AV: I wouldn’t say I am shy as much as I am rather uninterested in banal small talk which is the social plane many people feel comfortable occupying. I consciously decide to abstain from that. “Adia Victoria” isn’t a persona. It’s my first and middle name. I am not ‘unhinged’ onstage. My performance requires discipline and extreme precision, I wouldn’t be able to do what I do were I ‘unhinged’. When I go onstage I am able to be a side of myself that most people would find terrifying at a party or a bar. Before I was performing, this side of me bled all over my life. When I was a sophomore in high school there was a boy I liked and I got so terrified at the idea of sitting across from him at the table and having to have a nice ‘normal’ conversation with him that I took a big mouthful of water and spit it in his face instead. I can’t do that in real life as a grown woman.
NC: You’re very politically active, having participated in some recent protests against police brutality and written a poem in the wake of the verdict about Darren Wilson. Do you think your music or music in general has an important role in politics and social issues? Is it important for artists to address these kinds of issues? How do you feel about musicians who try to remain apolitical and stay out of it?
AV: I think the state of our pop music, in that it seems divorced from the actual lived experiences of its audience, is very telling. There seems to be a decided ignorance on the part of musicians these days to ‘stay neutral’ or ‘stay out of it’. To me, staying neutral and all the while reaping the benefits of an unjust system is essentially giving your tacit consent to the way things are. I remember recently Taylor Swift was questioned for not taking a more socially aware stance in her music and she defended herself by saying, roughly, that people are asking ‘too much’ of her songs. That was very telling.
So, yes, I do believe that artists have a very important role to play. I remember when Kanye West infamously spoke out in 2005 and proclaimed the very obvious truth that ‘George Bush doesn’t care about black people” the vitriol he was met with. He took a hard hit professionally. But he felt morally compelled to speak the truth in the middle of the absurd. I love him for that. If you’re making art that is completely divorced from reality then you are essentially engaging in one very public self fuck fest. And shame on you.
NC: Why did you get invited to speak at Yale with Jack White and Greil Marcus, etc. about Paramount Records? Can you tell me a little bit about how that went and what you talked about? What do the historical traditions of old blues music like the stuff that’s on those Paramount albums mean to your contemporary interpretation of the genre?

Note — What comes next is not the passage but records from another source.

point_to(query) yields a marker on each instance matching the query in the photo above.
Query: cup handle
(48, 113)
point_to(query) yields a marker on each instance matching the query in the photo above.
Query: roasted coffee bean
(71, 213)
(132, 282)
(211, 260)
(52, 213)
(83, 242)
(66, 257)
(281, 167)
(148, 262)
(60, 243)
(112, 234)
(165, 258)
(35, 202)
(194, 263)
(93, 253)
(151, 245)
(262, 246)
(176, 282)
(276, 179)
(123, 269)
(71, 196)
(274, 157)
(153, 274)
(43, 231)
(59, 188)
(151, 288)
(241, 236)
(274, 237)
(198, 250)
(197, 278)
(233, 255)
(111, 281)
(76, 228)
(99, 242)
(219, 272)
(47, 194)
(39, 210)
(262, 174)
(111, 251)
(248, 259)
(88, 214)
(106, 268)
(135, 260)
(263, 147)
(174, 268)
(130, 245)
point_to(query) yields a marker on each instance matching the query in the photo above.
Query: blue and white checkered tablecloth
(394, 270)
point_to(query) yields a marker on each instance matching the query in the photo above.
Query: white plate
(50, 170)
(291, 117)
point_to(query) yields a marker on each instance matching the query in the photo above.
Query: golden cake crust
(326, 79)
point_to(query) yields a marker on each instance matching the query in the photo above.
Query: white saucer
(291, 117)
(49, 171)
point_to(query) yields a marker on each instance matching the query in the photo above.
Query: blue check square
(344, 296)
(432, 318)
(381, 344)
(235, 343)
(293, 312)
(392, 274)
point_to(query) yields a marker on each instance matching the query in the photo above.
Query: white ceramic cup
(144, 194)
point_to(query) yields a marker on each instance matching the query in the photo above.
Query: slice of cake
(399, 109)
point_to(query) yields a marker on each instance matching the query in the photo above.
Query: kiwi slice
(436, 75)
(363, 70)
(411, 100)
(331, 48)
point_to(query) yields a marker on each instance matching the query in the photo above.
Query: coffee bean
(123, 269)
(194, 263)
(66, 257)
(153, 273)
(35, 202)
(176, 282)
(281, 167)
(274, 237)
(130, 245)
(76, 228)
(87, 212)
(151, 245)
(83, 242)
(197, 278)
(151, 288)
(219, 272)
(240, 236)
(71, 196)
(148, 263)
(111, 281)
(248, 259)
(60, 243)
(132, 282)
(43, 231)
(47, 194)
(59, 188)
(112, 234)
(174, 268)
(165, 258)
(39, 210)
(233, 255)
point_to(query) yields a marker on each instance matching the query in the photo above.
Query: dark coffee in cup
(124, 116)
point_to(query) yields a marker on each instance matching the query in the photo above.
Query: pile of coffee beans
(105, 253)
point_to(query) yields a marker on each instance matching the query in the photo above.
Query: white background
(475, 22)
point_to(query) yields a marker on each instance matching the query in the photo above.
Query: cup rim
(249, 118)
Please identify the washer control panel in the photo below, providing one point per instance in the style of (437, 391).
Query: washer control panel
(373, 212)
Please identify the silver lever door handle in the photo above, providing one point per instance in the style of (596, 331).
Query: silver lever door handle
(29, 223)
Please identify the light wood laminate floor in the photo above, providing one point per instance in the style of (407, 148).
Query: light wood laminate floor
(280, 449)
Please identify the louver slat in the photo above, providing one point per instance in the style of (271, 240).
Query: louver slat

AV: They called my manager and asked me to speak. I flipped. Being invited to join Jack White, who I count as one of my main musical influences, to speak at Yale about the blues came completely out of left field. I had to have my sister join me just to make sure that I wasn’t dreaming the whole damn thing. You can’t make that shit up. I am not some great expert on the blues. I openly admit that. But what I can tell you is that the blues are the original punk music. And the spirit that flowed through those songs—singing truth to oppression—is one that I hope to keep alive in my music.
NC: Lastly, are you working on an album? When can we look forward to a full-length from you or at least another single?
AV: I am working on an album, yes. You can expect another single soon. At my mother’s request, it will be my song ‘Sea of Sand’. She loves that song.